The roundup is one of the largest draws for tourists in the state. But the yearly event serves a more practical purpose for the park.
Around 1,200 bison call Custer State Park home. More than a thousand of them will wow spectators at the 47th Annual Buffalo Roundup.
"It's become one of the largest single day events for the state of South Dakota as far as tourism," Custer State Park's bison herd manager Chad Kremer said.
Last year's roundup drew in more than 14,000 spectators. And with numbers like that it's easy to forget that the roundup's real purpose is herd management.
"They're free ranging year around on the range here. So we need to maintain numbers within the carrying capacity of the habitat here to support those," Custer State Park's resource program manager Gary Brundige said.
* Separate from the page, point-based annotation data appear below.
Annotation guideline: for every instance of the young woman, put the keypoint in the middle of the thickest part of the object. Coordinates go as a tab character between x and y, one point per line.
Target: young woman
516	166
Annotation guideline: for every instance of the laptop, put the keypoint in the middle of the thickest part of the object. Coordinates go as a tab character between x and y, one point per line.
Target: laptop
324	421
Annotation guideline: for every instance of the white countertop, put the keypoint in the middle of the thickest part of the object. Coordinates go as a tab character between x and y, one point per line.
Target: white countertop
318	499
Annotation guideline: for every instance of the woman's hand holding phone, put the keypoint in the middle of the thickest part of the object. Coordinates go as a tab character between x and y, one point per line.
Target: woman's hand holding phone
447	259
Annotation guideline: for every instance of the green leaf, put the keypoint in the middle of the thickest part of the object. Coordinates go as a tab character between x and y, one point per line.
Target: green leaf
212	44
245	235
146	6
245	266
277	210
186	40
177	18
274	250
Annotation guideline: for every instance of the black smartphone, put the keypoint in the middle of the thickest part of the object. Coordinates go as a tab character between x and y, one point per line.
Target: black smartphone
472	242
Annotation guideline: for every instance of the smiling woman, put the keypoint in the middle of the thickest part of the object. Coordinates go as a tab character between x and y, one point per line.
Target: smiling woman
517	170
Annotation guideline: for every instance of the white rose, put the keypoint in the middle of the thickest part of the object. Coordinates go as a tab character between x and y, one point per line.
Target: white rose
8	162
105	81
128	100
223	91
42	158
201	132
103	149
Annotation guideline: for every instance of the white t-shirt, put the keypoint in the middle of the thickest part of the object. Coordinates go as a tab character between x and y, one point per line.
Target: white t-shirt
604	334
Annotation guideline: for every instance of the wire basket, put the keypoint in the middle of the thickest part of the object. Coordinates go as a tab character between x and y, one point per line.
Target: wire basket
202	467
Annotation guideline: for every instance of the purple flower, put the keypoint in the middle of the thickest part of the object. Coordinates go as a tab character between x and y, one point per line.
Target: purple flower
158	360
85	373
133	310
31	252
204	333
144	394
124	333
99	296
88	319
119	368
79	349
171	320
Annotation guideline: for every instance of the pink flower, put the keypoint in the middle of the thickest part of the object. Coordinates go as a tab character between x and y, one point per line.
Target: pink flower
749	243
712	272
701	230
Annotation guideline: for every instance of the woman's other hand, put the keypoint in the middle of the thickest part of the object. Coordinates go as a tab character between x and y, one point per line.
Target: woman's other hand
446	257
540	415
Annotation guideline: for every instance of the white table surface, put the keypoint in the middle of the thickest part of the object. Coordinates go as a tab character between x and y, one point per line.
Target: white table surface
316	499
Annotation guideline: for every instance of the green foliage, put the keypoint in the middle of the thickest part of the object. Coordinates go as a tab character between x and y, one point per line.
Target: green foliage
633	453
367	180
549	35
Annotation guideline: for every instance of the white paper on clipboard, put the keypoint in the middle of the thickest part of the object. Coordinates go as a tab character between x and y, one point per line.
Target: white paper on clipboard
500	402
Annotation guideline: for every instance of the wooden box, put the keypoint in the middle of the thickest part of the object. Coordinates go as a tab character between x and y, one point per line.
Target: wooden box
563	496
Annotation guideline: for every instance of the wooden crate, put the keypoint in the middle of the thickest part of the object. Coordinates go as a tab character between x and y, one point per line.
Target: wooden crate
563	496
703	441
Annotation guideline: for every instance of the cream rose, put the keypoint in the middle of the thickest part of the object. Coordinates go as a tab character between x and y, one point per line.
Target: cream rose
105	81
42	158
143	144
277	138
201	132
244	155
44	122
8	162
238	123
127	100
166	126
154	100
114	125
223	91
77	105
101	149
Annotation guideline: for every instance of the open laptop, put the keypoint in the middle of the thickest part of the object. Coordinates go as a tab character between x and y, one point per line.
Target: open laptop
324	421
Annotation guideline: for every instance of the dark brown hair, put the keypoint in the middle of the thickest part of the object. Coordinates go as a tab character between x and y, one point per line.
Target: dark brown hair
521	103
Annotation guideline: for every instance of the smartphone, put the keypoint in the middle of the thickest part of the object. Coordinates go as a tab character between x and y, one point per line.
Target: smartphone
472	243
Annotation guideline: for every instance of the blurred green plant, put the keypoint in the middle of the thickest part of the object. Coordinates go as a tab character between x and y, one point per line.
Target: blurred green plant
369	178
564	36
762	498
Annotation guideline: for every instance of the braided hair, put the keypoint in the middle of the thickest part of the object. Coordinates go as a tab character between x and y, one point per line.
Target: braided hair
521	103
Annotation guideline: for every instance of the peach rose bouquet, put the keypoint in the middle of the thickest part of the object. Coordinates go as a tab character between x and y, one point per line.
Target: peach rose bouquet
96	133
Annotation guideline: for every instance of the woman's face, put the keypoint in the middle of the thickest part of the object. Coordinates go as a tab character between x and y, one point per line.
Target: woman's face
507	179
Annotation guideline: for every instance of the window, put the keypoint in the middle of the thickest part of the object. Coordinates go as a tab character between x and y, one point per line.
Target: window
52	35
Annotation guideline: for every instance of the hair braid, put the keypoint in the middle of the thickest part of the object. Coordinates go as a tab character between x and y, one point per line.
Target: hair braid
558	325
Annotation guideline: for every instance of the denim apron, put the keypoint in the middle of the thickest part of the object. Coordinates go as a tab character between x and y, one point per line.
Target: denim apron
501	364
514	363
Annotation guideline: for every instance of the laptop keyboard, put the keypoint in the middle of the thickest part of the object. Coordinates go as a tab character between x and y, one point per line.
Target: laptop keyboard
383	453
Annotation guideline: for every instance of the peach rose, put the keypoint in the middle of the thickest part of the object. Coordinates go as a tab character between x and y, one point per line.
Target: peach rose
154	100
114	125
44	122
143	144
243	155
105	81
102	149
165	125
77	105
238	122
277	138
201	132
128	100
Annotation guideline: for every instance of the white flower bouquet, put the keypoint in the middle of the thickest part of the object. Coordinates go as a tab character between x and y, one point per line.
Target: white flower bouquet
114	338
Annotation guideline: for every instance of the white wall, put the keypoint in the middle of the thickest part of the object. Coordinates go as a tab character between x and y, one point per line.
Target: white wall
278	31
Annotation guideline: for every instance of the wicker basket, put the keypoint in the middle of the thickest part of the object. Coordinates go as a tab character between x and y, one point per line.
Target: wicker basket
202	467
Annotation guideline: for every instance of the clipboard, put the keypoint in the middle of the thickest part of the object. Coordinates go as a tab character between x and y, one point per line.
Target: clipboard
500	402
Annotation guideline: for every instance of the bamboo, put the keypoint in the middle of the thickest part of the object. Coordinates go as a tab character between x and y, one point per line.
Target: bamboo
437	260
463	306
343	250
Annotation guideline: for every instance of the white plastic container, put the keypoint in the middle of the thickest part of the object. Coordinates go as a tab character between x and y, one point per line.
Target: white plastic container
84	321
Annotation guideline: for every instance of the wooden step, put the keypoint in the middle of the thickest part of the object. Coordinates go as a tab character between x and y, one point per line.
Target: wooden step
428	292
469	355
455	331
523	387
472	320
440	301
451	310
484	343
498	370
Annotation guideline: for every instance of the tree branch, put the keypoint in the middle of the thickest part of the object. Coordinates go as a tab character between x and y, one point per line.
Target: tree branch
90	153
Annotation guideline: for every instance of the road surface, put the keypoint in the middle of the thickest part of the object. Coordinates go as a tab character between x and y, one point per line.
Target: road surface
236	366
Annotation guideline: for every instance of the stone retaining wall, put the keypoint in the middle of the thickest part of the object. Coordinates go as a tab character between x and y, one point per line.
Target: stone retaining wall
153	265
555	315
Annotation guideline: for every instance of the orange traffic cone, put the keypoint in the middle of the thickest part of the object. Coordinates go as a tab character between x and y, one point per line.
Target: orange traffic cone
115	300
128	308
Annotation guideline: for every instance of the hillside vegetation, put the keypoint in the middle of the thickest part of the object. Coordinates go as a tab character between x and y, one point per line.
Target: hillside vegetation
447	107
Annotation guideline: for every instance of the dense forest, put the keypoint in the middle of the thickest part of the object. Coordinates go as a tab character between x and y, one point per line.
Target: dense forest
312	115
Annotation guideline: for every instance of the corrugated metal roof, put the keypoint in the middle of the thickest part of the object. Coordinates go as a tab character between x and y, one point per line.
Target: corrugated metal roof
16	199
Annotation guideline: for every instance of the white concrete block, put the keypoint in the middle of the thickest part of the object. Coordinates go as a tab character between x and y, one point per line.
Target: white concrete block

Park staff will cull hundreds of bison from the herd in the weeks after the roundup for sale at the buffalo auction this November.
"Total surplus sales this year will be about 250 to 300 head," Kremer said.
Over the past 47 years, the auction has played a huge role in revitalizing the overall buffalo population.
"Between 15,000 and 20,000 live animals to provide seed stock or support for breeding stock for ranchers across North America," Brundige said.
"They kind of call the park, here, the birthplace of the buffalo business or industry," Kremer said.
But to the thousands of people who will pack into the park for Monday's roundup, that may play second fiddle to the magnanimous rumble of a thousand buffalo.
The park was planning on selling fewer buffalo in an effort to build up the herd's numbers, which is typically closer to 1,500 head. But that's changed due to the summer's drought conditions.